Common mistakes to avoid
⚠️ Deducting on the wrong loan
The mortgage interest deduction only applies to loans secured by a qualified home — your primary residence and one second home. Interest on a third property or investment property follows different rules.
⚠️ Ignoring the loan limit
For mortgages taken out after December 15, 2017, you can only deduct interest on up to $750,000 of mortgage debt ($375,000 if married filing separately). Older loans have a $1 million limit.
⚠️ Missing multiple 1098s
If you refinanced during the year, you'll get a 1098 from your old lender and your new lender. Both amounts of interest are deductible — don't forget to include both.
⚠️ Skipping Box 4
If Box 4 shows a refund of overpaid interest, that amount may need to be reported as income if you deducted it in a prior year. Easy to miss and easy to get wrong.
What to do right now
Check your mail and your lender's online portal for your 1098 — it should arrive by January 31. When you sit down to file, enter the Box 1 amount into your tax software when it asks about mortgage interest. The software will determine whether itemizing beats your standard deduction. If you refinanced, have both 1098s ready. If you're unsure whether your loan qualifies or whether itemizing makes sense, a tax professional can run the comparison for you in minutes.
Questions to ask your tax professional
01Should I itemize this year, or is the standard deduction still better even with my mortgage interest?
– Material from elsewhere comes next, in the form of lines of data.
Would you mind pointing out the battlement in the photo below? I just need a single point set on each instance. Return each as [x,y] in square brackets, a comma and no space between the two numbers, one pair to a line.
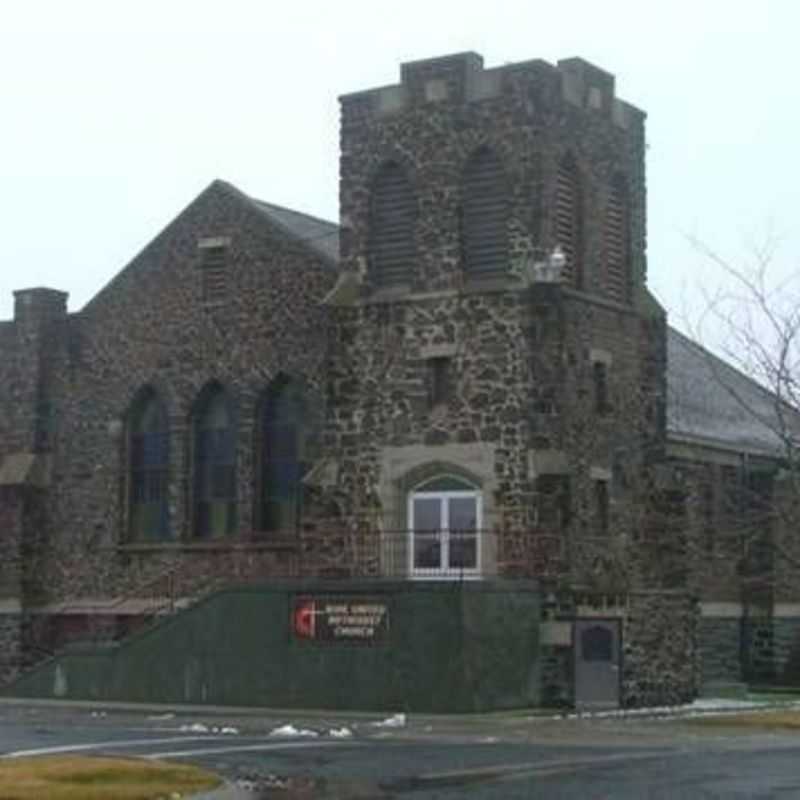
[462,78]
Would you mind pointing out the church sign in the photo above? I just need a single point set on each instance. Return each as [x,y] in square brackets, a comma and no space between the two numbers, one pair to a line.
[344,619]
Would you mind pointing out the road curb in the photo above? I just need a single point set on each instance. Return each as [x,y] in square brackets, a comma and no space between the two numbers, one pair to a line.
[228,791]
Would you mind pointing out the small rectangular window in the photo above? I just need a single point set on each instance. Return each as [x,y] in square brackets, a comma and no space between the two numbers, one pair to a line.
[554,504]
[214,268]
[439,381]
[601,507]
[600,379]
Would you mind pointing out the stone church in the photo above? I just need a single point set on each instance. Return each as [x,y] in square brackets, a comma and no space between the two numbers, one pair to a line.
[460,406]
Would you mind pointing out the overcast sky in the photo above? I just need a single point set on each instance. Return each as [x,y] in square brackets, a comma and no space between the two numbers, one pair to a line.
[116,115]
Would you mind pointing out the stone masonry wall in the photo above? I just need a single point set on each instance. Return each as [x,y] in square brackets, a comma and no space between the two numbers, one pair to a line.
[660,659]
[521,355]
[151,326]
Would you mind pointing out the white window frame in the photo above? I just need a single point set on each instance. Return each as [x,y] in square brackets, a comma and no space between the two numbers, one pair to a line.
[445,571]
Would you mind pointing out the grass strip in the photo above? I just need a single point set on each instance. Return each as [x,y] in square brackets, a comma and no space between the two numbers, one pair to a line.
[99,778]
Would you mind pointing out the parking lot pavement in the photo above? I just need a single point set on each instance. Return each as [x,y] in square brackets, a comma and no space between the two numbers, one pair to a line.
[336,756]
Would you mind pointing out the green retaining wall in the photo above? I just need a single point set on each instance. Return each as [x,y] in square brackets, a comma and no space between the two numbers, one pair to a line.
[449,647]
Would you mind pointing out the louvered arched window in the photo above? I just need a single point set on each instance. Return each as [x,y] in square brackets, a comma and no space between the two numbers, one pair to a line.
[391,227]
[283,429]
[485,216]
[617,242]
[568,224]
[148,447]
[214,464]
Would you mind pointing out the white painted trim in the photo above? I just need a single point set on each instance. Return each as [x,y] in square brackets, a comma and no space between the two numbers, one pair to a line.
[786,610]
[728,610]
[444,571]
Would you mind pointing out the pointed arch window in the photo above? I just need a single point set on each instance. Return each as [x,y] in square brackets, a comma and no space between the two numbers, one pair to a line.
[617,236]
[214,465]
[148,445]
[283,457]
[485,216]
[568,223]
[391,227]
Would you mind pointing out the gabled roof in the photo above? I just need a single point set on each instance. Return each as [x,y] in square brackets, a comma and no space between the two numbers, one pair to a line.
[711,402]
[321,235]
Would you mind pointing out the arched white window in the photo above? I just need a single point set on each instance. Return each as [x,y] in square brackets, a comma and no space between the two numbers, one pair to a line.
[444,529]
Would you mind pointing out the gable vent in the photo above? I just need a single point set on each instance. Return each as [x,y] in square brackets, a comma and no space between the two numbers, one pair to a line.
[213,268]
[484,218]
[568,223]
[617,236]
[391,237]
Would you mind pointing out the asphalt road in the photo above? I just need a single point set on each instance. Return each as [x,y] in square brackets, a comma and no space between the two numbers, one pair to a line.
[485,759]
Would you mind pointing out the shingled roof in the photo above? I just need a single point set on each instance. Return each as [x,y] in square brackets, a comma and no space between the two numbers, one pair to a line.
[711,402]
[319,234]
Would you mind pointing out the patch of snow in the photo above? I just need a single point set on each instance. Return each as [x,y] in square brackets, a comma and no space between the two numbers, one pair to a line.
[395,721]
[195,727]
[290,731]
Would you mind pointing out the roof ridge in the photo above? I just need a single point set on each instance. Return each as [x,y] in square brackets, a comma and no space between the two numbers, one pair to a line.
[295,211]
[705,352]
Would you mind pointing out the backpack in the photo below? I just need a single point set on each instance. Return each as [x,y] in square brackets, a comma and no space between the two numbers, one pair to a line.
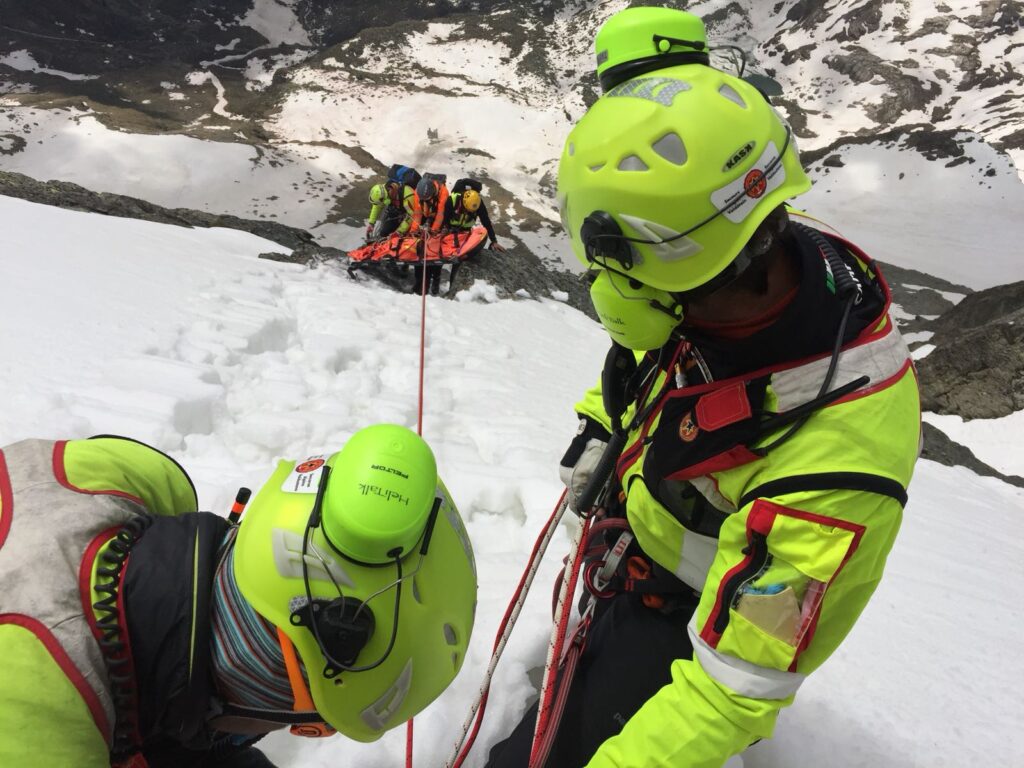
[403,174]
[467,183]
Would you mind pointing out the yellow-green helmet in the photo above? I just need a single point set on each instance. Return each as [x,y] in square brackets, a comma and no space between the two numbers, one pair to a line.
[378,195]
[371,535]
[668,175]
[635,41]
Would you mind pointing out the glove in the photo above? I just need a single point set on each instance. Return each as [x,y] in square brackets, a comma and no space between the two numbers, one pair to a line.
[582,458]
02I refinanced this year — do I have two 1098s to deal with, and how do I handle both?
03My mortgage balance is over $750,000 — how does the loan limit affect my deduction?
04Can I deduct the mortgage interest on my second home or vacation property?
05I paid PMI this year — is that deductible, and does my income affect eligibility?
06I have a home equity loan — is that interest still deductible after the 2017 tax law changes?
Frequently asked questions
Do I have to file Form 1098 with my tax return?
No. Form 1098 is sent to you for your records — you don't attach it to your return. Your lender already sent a copy to the IRS. You simply use the numbers from the form when filling out Schedule A if you itemize.
What if I never received my Form 1098?
Contact your lender directly — they're required to send it by January 31. Most lenders also make it available in your online account. If your lender isn't required to send one (loans under $600 in interest), check your monthly statements to calculate the total interest paid.
Is home equity loan interest still deductible?
Only if the loan was used to buy, build, or substantially improve the home that secures the loan. Since the 2017 Tax Cuts and Jobs Act, you can no longer deduct home equity interest used for other purposes like paying off credit cards or buying a car.
Can I deduct mortgage interest if I'm not on the loan but I made the payments?
Generally no — you must be legally obligated on the loan and actually make the payments to claim the deduction. There are limited exceptions, such as when a co-owner pays more than their share, so consult a tax professional if your situation is complicated.
What's the difference between Form 1098 and Form 1098-E?
Form 1098 covers mortgage interest on a home loan. Form 1098-E is a completely separate form that reports student loan interest paid during the year. They look similar but serve very different purposes — make sure you're using the right one.